So you are proposing that kind of vote as part of a
consensus-building and -verification process. I understand your
point now, but I'm still not convinced that this would actually
work.
>>should produce a consensus. A situation you describe can't
>>seriously be termed "consensus", and I'm quite certain that
>>ICANN staff doesn't want to get the kind of publicity a
>>one-sided consensus on this issue would produce.
> It seems to me that you cannot assume that all the current Board
> members act in good faith; some of them seem to be quite biased
> towards shifting power from the community and the membership to
> the industry and the SOs.
You may be right about this. However we can safely assume that the
members of the board aren't stupid.
> I don't think that, in such a situation, they would care much
> about "publicity", if it doesn't get to the point where it
> endangers the power they get from DoC and registries (which is
> also something we should try to exploit).

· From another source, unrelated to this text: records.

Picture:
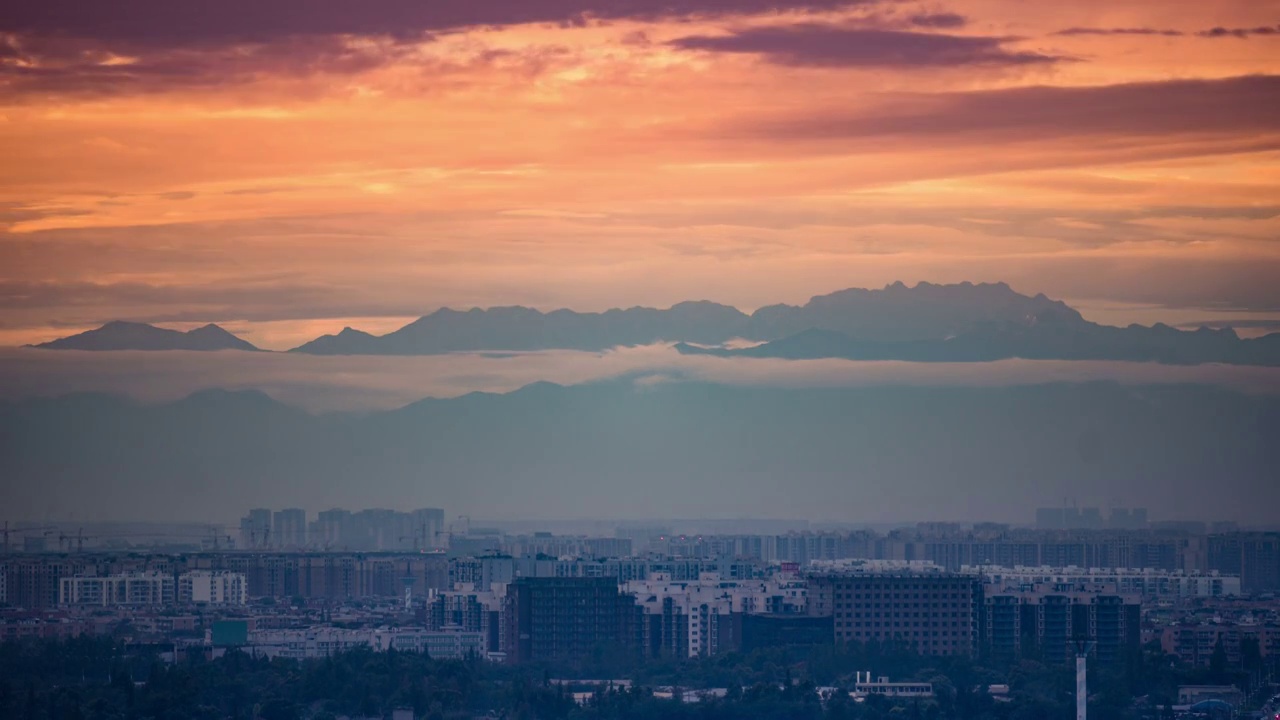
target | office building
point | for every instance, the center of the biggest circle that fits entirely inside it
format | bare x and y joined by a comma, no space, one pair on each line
1046,624
256,529
570,618
929,611
289,529
1253,556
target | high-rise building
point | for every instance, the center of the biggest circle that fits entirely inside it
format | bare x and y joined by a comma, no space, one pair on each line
570,618
1253,556
289,529
1046,624
931,611
256,528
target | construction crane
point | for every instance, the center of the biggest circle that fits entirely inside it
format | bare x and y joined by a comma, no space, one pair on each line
80,537
44,529
1083,647
7,532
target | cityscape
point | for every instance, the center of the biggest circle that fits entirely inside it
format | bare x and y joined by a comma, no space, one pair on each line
309,587
639,360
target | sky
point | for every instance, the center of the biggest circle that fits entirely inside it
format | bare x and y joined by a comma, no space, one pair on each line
288,168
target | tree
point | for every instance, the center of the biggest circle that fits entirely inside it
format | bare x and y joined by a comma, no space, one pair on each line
1217,661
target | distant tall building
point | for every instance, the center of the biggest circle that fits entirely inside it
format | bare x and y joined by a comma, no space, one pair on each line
1253,556
1043,623
256,528
932,613
289,529
570,618
1050,519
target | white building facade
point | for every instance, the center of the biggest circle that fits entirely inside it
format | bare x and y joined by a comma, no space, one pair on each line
129,588
213,587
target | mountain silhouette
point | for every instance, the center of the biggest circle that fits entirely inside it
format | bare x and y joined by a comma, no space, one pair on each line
120,335
647,447
895,313
1052,340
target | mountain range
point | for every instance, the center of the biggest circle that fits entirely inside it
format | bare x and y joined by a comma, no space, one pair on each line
119,335
896,313
645,446
961,322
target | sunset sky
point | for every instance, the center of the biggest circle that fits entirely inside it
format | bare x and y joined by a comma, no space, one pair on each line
289,167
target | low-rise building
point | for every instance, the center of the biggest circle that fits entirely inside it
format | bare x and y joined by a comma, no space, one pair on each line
128,588
1148,583
213,587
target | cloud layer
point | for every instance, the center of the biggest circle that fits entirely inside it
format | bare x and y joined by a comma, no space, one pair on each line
359,383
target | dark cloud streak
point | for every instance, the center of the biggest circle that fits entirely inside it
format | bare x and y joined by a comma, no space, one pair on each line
1240,32
1248,104
822,45
1073,31
201,22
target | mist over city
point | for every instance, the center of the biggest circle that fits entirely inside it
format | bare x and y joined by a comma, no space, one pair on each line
638,359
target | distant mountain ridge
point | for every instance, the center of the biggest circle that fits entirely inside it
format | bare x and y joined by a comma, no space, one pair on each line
895,313
927,323
120,335
1042,341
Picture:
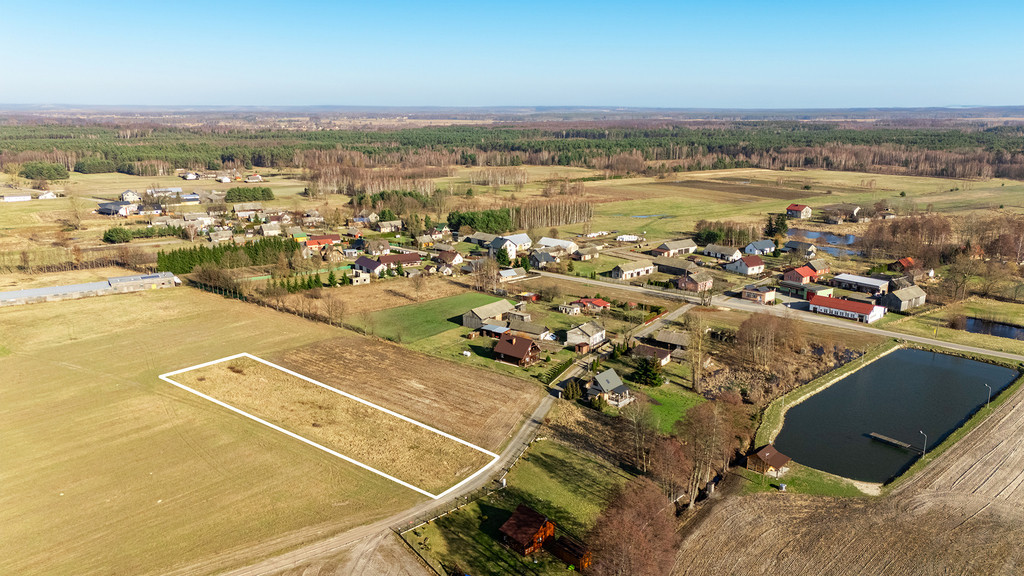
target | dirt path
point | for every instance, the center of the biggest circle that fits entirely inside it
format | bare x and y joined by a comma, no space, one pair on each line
963,515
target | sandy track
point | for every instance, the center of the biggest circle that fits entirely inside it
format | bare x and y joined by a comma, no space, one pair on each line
964,515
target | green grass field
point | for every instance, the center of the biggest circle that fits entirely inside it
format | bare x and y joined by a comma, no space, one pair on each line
125,474
416,322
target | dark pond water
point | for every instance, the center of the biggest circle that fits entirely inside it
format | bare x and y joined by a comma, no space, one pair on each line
979,326
810,235
899,396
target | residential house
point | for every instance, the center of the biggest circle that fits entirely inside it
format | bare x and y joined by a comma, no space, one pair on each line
803,249
407,259
450,257
609,386
672,339
541,259
759,294
860,284
565,245
370,266
589,253
269,229
487,314
699,282
591,333
627,271
570,310
526,530
674,247
660,356
861,312
508,275
760,247
377,247
748,265
801,211
768,460
903,299
388,227
517,350
727,253
593,304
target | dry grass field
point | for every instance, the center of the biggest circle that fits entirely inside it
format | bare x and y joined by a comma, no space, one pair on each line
108,469
964,513
398,448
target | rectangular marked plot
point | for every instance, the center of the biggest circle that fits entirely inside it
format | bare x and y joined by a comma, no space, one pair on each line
425,459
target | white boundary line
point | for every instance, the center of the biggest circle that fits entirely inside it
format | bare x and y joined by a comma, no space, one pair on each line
495,457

My point is that a blantant misrepresentation of community consensus
with the effect that the at large seats are removed would have
precisely that kind of side-effect. Remember the Burr quotes
Wolfgang Kleinwächter has pulled out of the record. And remember
the fact that, in Cairo, there was sufficient public pressure to get
them to agree upon a direct election. (I am quite well aware that
the ICANN folks were more clever than their critics from a tactical
point of view, by slipping that study into the bylaws (!) as part of
the "compromise".)
> I don't mind whether this is realistic, because it is reasonable.
By what definition of "reasonable", if it's not even realistic?
> After all, it is something that was expected and planned up to a
> few weeks ago - and I don't know how it is in other countries,
> but most Italian online press is now referring to the deferral of
> 2001 elections as an illegitimate robbery by the current Board.
> So we should not accept it passively.
May I remind you of the fact that we are talking about the "Cairo
Compromise"? The "eternal four" may not have been selected before
early November, but the bylaw changes had been made earlier in time.